Miranda July, like Lena Dunham and Jonathan Franzen, has a masochistic relationship with the media. These are media personalities who also happen to make art, but no one remembers a line of Freedom (a great book), they remember Franzen’s smug dismissal of Oprah Winfrey in 2001, or his attempted adoption of an Iraqi orphan in the mid-2000s. That is if they remember Franzen at all (I wonder he’s been working on these past seven months, beyond birding).
Lena Dunham’s interviews, public comments, appearances, and political endorsements are a body of work comparable to her series Girls. Whether you consider her relationship with the media, one of ritual public humiliation, as profound performance art or puerile rich kid bullshit will color how you watch her work. For all of Dunham’s gaffes and stunts, she’s an artist willing to go out on a limb, using herself as a battering ram. So many otherwise ordinary moments of Girls are riveting because Dunham’s so unpredictable and uninhibited.
I only saw July’s Me and You and Everyone You Know this summer, and after 15 years of hearing about treacly and insufferable her work supposedly was, I assiduously avoided it. Comparisons to mumblecore, even by proxy, were enough to send me darting in the opposite direction. All of those movies were awful: Joe Swanberg’s Drinking Buddies. Andrew Bujalski’s Computer Chess, and especially the Duplass Brothers’ Baghead. Even Dunham’s first and only feature so far, Tiny Furniture, can’t be redeemed. So a “movement” had to be born, and good movies got dragged down by association. Idiosyncratic but otherwise un-categorizable films like Frownland, Wobble Palace, Beach Rats, American Honey, and Daddy Longlegs have been dumped into the same bin of cultural consciousness as Frances Ha. This is criminal.
When I finally watched Me and You and Everyone We Know, I was surprised by how much I liked it. Not great, but very good, with the rare combination of fish tank artificiality and a beating heart. So many have called July “pretentious,” including Splice Today’s Stephen Silver in an earlier review of her new film Kajillionaire. I understand—the line is so thin here—but in her first film, she not only presaged but outdid all of the mumblecore and Tumblr inspired work that followed in the next decade-plus. It’s a genuinely weird movie that never feels pretentious or cold, but fuck me running if I could tell you what’s going on inside July’s head! I mean, shitting in a frying pan? Performance art was better when blood, nails, and a Chrysler where involved.
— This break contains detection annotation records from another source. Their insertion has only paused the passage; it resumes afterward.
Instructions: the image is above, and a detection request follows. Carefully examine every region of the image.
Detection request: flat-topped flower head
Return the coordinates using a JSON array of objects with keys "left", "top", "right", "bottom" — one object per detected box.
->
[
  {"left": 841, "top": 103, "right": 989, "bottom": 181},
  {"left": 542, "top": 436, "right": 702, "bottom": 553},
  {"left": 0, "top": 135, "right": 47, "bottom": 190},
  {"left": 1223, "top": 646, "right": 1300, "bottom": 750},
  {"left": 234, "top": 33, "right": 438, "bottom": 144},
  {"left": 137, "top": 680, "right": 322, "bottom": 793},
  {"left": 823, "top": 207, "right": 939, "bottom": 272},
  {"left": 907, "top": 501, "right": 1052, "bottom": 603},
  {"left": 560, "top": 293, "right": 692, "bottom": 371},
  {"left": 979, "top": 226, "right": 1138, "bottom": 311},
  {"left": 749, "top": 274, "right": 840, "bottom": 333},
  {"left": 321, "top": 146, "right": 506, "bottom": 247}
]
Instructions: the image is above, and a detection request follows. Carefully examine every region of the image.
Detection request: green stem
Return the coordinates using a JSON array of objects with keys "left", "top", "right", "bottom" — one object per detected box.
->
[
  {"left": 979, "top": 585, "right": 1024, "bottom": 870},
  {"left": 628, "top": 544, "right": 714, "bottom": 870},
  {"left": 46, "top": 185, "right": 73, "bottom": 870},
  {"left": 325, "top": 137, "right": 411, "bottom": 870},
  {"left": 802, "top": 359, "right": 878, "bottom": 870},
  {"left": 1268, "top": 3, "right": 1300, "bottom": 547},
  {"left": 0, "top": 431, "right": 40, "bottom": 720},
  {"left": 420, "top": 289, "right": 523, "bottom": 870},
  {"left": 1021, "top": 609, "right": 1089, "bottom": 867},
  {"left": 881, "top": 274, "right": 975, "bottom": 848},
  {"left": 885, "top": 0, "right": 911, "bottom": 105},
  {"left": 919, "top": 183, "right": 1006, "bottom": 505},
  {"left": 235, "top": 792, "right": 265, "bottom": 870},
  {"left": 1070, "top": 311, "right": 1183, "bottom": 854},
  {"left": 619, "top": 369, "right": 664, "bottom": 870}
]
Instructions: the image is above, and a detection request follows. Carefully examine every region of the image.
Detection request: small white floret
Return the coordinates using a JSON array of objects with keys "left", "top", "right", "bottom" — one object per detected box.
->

But throw out all received wisdom and opinions about Miranda July. Kajillionaire is a surreal widescreen American mosaic. I wish I could’ve seen this in a theater, not only for its transfixing anamorphic cinematography by Sebastian Winterø, but just to be trapped in this planet. The world of Kajillionaire is far more abstracted and removed from reality than Me and You—so much so that it often looks like animation, if only because the staging is so balletic. All of the performances are remarkable: Evan Rachel Wood, Gina Rodriguez, Richard Jenkins, and Debra Winger lead the cast as a misfit group of socially dysfunctional and nearly pre-verbal burglars. They don’t rob banks that much, they just break into P.O. Boxes, convince people to let them into their homes so that they may steal the checkbook, and so on. Cash is hoarded, but no goal beyond becoming “kajillionaires” is every established.
July’s vision of America is so disturbing, a candy-colored nightmare that warps the realism of American Honey’s comparably modest square depiction of this country in decline. In both films, people walk listlessly through deserted shopping malls and office parks. Winger and Jenkins are Wood’s parents, but they’re all so emotionally and socially stunted that Rodriguez just assumes Wood found some insane old people to go in on a gang. So much under fluorescent lights, so much bad food in ugly places, so much money collected and spent for nothing. No one is happy in this movie, until the end when Wood and Rodriguez kiss passionately in the basement of a wholesale department store, having just scored $525 in returns. The camera dollies back as they kiss for the first time, and we cut to black.
It’s an optimistic ending in an otherwise broadly unsettling film full of resentment, dysfunction, and disappointment. There’s no future here, and no way to express love or summon the energy to do anything of any value or meaning. Money’s out there, but so what? July’s happy ending isn’t forced or phony at all—these people are kissing beneath crumbling tombs of American consumerism. They’ve found love in a hopeless place.